Ce travail apporte de nombreux éléments à l’étude de la mixité sociale dans un contexte de gentrification, mais présente deux importantes lacunes en n’analysant que les discours des gentrifieurs sans les confronter à leurs pratiques, et en ne prenant en compte que le point de vue des gentrifieurs. D. Rose reconnaît ce dernier point et appelle de ses vœux la poursuite du travail auprès des anciens habitants. Elle évoque, en outre, la mobilisation anti-gentrification dans les quartiers les plus pauvres, mais toujours du point de vue des gentrifieurs. Le premier point est plus problématique : l’absence de confrontation des discours avec les pratiques laisse entendre que les premiers sont le fidèle reflet des secondes, d’autant plus que les discours eux-mêmes sont analysés au premier degré. Ainsi, les « Nimbies » sont ceux qui affirment sans ambiguïté leur opposition au logement social, mais qu’en est-il des « tolérants » qui se disent avant tout attachés à la qualité architecturale de ces derniers : « ce ne sont pas les gens eux-mêmes qui vivent ici qui me gênent » (Rose, 2004, p. 20) ? Cela n’est pas considéré par l’auteur comme une dénégation, alors qu’il y a tout lieu de le penser, surtout quand la question de la construction de nouveaux logements sociaux émane uniquement de l’enquêteur, sans que cela ne renvoie à aucun projet concret en cours. C’est évidemment la confrontation avec les pratiques, et notamment avec la réaction des mêmes gentrifieurs à un éventuel projet réel, qui permettrait de mieux saisir la sincérité de ces discours.

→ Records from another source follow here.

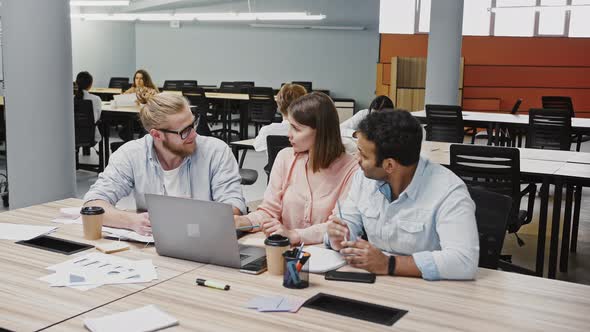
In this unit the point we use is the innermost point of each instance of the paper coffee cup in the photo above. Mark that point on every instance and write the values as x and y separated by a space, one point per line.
276 245
92 222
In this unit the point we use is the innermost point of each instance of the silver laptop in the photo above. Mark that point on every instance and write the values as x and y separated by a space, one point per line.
199 231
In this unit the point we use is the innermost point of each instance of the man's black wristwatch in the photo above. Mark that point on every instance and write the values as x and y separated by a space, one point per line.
391 269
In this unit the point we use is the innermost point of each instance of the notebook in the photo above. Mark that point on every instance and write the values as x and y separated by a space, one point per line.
144 319
323 260
125 100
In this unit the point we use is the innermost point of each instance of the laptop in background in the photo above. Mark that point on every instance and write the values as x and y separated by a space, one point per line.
200 231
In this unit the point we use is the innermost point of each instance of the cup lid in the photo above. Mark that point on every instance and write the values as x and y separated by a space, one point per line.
91 210
277 240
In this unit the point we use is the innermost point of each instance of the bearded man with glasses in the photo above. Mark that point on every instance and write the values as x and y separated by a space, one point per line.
170 160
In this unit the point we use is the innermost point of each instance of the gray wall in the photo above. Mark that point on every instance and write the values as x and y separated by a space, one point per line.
340 61
105 49
39 122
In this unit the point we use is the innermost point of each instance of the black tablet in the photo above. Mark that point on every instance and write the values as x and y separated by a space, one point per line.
54 244
356 309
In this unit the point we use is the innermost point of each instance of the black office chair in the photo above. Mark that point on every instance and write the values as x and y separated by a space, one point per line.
492 211
549 129
119 82
496 169
4 178
444 123
84 133
507 136
566 104
179 85
274 144
306 84
262 107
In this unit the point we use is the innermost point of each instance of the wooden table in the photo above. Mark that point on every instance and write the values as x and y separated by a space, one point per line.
560 168
496 301
27 303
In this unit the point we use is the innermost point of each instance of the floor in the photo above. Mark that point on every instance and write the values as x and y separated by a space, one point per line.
579 263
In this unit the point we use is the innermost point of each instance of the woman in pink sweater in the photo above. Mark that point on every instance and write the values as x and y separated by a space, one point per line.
307 179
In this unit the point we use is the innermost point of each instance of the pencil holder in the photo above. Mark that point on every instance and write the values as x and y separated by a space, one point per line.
296 273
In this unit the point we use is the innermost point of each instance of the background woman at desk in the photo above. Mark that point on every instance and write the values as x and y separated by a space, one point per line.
141 79
307 179
84 83
287 94
349 126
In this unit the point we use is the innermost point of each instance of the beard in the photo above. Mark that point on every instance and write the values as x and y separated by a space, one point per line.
181 150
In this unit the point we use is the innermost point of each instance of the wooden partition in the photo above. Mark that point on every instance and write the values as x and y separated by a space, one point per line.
407 82
499 70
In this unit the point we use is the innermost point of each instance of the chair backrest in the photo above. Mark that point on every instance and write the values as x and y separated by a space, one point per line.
495 168
549 129
2 124
197 98
119 82
180 85
516 106
444 123
84 124
558 103
262 106
491 214
307 85
274 144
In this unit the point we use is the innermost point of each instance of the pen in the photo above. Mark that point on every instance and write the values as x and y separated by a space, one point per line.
247 228
212 284
342 219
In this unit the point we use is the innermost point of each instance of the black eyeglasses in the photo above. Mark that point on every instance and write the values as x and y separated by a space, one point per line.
185 132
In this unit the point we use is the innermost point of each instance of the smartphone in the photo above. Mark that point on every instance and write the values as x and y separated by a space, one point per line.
54 244
255 267
368 278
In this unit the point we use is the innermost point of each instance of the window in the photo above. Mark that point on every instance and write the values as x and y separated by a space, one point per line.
424 20
518 21
579 18
552 20
476 17
397 16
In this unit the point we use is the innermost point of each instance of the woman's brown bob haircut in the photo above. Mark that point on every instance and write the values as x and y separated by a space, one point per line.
287 94
316 110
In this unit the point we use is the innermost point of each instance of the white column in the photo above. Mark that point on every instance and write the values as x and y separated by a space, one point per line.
39 109
444 52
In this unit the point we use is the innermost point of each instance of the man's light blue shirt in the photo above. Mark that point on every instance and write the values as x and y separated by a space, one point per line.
433 220
211 173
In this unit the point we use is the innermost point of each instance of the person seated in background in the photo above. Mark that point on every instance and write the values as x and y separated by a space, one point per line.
141 79
307 179
142 84
287 94
84 83
349 126
170 160
417 211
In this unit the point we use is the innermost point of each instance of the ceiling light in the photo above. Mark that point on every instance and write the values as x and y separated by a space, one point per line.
538 8
204 17
312 27
99 3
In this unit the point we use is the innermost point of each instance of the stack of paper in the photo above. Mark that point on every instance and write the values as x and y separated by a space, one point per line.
148 318
323 260
72 216
17 232
97 269
275 303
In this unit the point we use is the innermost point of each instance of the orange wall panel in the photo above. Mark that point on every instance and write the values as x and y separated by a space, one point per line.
507 68
516 76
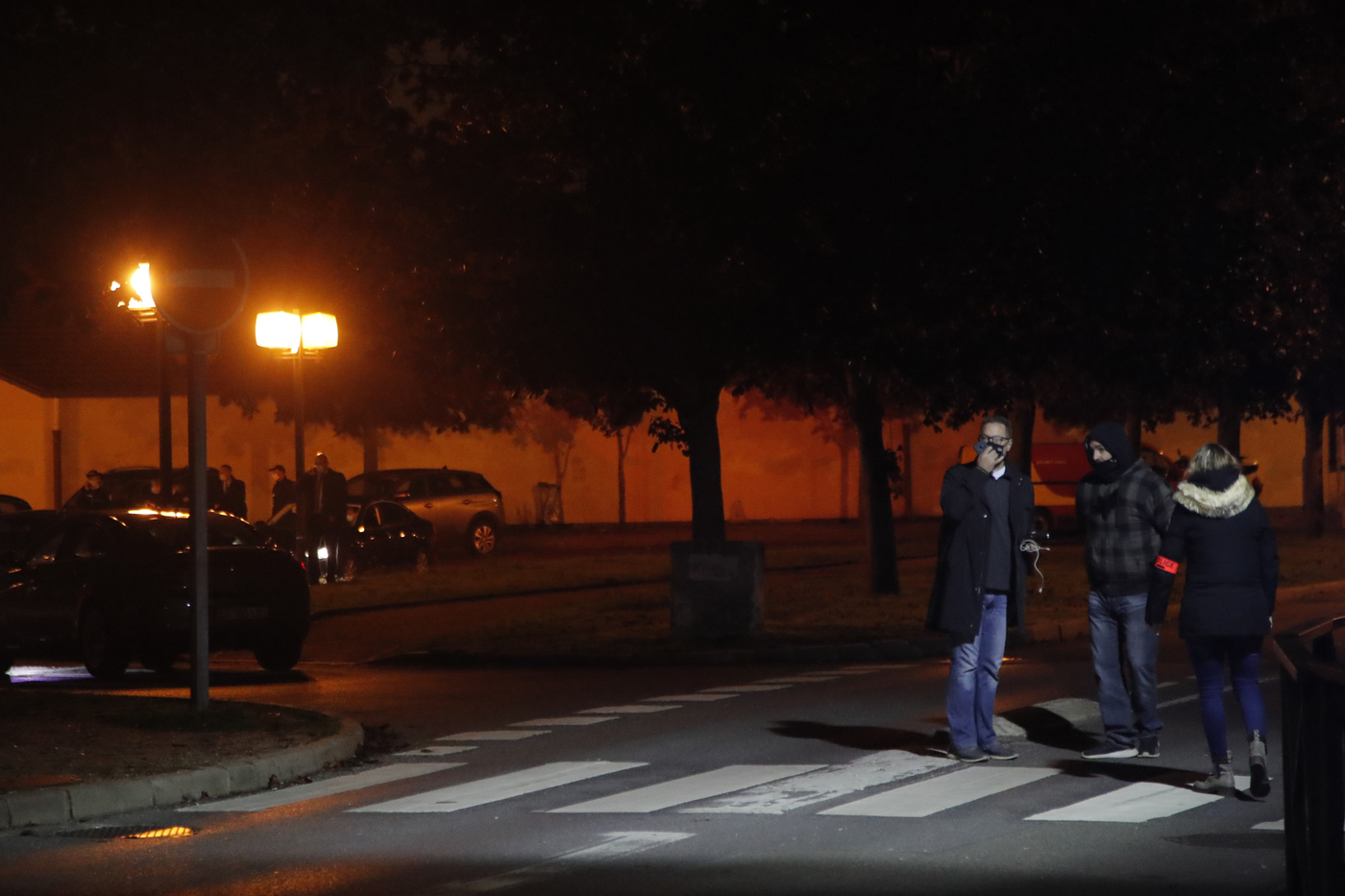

Cette question du rapport que les gentrifieurs entretiennent avec les classes populaires traditionnellement présentes dans les quartiers qu’ils investissent est d’autant plus importante que de nombreuses politiques publiques à travers le monde se proposent de favoriser la mixité sociale, vue comme un idéal d’équilibre urbain à atteindre. Même bien intentionnées, ces politiques risquent de manquer leur but si elles méconnaissent la réalité du mélange social entre gentrifieurs et classes populaires. Ainsi, T. Slater (2005) a montré comment une telle politique avait mené le quartier de South Parkdale à Toronto à une situation de « tectonique sociale » ouvertement conflictuelle, dans laquelle la gentrification est un enjeu de lutte entre les anciens habitants modestes du quartier, les gentrifieurs qui s’y installent et la municipalité qui encourage cette installation.